金鱗將她血肉一塊塊兒割下,她想用瞬移,但這金鱗似乎有廣寒丹的力量一般,將她死死剋制,渾身八種神通,竟一種都用不出來。
她手臂發綠,顯然毒性極大,碰到金鱗,卻像是殭屍碰到糯米一般,嘶嘶冒煙。
這是一種無邊的折磨,這是一種最殘酷的懲罰,也是最痛快淋漓的復仇!
她叫聲悽慘,披頭散髮,再也沒有了宮主的尊榮,仿若仙子墮入地獄一般,面容可怖!
“殷徳,你不得好死!”
大宮主一條大腿被生生切下,痛聲嘶吼。
殷徳置若罔聞,淡淡一笑,金鱗飛行速度驟然加快!
是的,他依靠着廣寒丹的力量,明明可以瞬間殺死大宮主,但他偏偏不願意這樣做,他將這半年來躲躲藏藏的狼狽,全部加在她的身上!
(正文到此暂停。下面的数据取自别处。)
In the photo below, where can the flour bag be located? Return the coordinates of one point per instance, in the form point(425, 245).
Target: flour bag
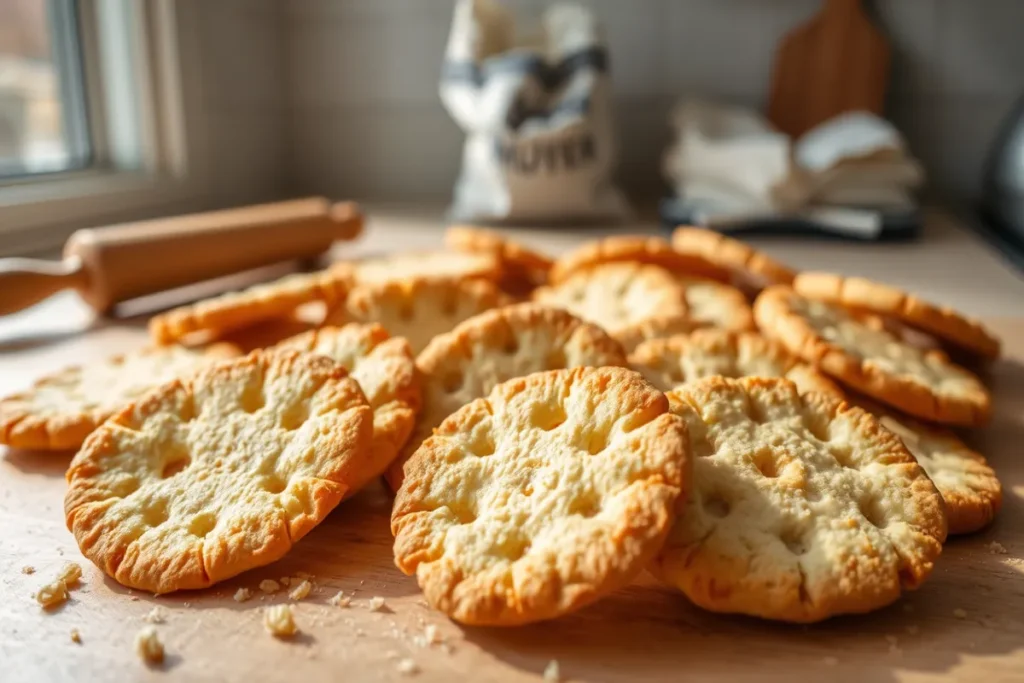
point(540, 144)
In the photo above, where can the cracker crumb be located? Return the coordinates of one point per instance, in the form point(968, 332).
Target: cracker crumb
point(148, 647)
point(71, 573)
point(301, 591)
point(340, 600)
point(280, 621)
point(52, 594)
point(157, 615)
point(408, 668)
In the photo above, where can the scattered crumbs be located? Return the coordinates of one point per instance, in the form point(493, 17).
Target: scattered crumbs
point(340, 599)
point(300, 591)
point(408, 668)
point(280, 621)
point(157, 615)
point(71, 573)
point(52, 594)
point(148, 647)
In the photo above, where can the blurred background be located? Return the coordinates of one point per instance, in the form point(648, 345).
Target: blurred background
point(195, 104)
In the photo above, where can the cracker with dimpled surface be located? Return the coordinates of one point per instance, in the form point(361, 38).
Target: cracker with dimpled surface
point(676, 360)
point(385, 369)
point(60, 410)
point(205, 478)
point(547, 495)
point(496, 346)
point(803, 507)
point(859, 351)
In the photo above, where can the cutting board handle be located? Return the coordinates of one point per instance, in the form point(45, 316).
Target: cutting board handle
point(26, 281)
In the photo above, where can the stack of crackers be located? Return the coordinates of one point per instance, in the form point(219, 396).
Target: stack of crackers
point(768, 442)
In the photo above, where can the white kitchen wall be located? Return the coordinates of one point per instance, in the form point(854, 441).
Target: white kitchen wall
point(363, 119)
point(241, 47)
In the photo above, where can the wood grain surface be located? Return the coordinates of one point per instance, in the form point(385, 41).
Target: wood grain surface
point(644, 632)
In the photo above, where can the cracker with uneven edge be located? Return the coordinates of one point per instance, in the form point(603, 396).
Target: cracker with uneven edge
point(859, 351)
point(517, 261)
point(803, 507)
point(418, 309)
point(941, 322)
point(549, 494)
point(239, 309)
point(715, 304)
point(968, 484)
point(205, 478)
point(60, 410)
point(635, 249)
point(676, 360)
point(632, 301)
point(438, 264)
point(748, 264)
point(385, 369)
point(497, 346)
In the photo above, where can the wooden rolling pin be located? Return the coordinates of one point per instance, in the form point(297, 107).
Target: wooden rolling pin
point(112, 264)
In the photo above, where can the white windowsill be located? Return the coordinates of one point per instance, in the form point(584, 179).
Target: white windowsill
point(41, 215)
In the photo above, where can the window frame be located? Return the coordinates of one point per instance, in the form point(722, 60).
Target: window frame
point(160, 166)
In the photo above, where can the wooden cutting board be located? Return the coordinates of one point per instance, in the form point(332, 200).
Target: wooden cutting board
point(644, 632)
point(838, 61)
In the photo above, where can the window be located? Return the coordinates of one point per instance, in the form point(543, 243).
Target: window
point(43, 122)
point(101, 117)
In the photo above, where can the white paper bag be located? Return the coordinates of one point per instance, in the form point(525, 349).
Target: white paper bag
point(539, 133)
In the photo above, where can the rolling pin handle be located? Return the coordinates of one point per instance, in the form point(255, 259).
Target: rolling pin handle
point(25, 282)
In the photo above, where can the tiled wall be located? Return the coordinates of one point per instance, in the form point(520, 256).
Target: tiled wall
point(364, 120)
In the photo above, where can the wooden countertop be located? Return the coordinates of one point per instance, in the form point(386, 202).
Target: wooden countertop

“我不讓你死,你很難死!”殷徳齜牙咧嘴,陰森森說道。
大宮主怨恨至極,目眥欲裂道:“我不死,我還要殺你,我絕不自爆!”
殷徳嘿嘿一笑,問道:“如今你已經見識到了廣寒丹的威力,憑什麼這麼嘴硬?”
大宮主沉默不語,神色卻痛苦至極。
此時的她,赫然只剩下一副骨架了,鮮血滴滴落下,遭受過千刀萬剮。
最終,她力竭而死,到死也沒有自爆,將所有的痛苦全部承受下來。
洞穴恢復了寧靜,只是這遍地的血雨,向人們訴說着,這裡曾有過一場戰鬥。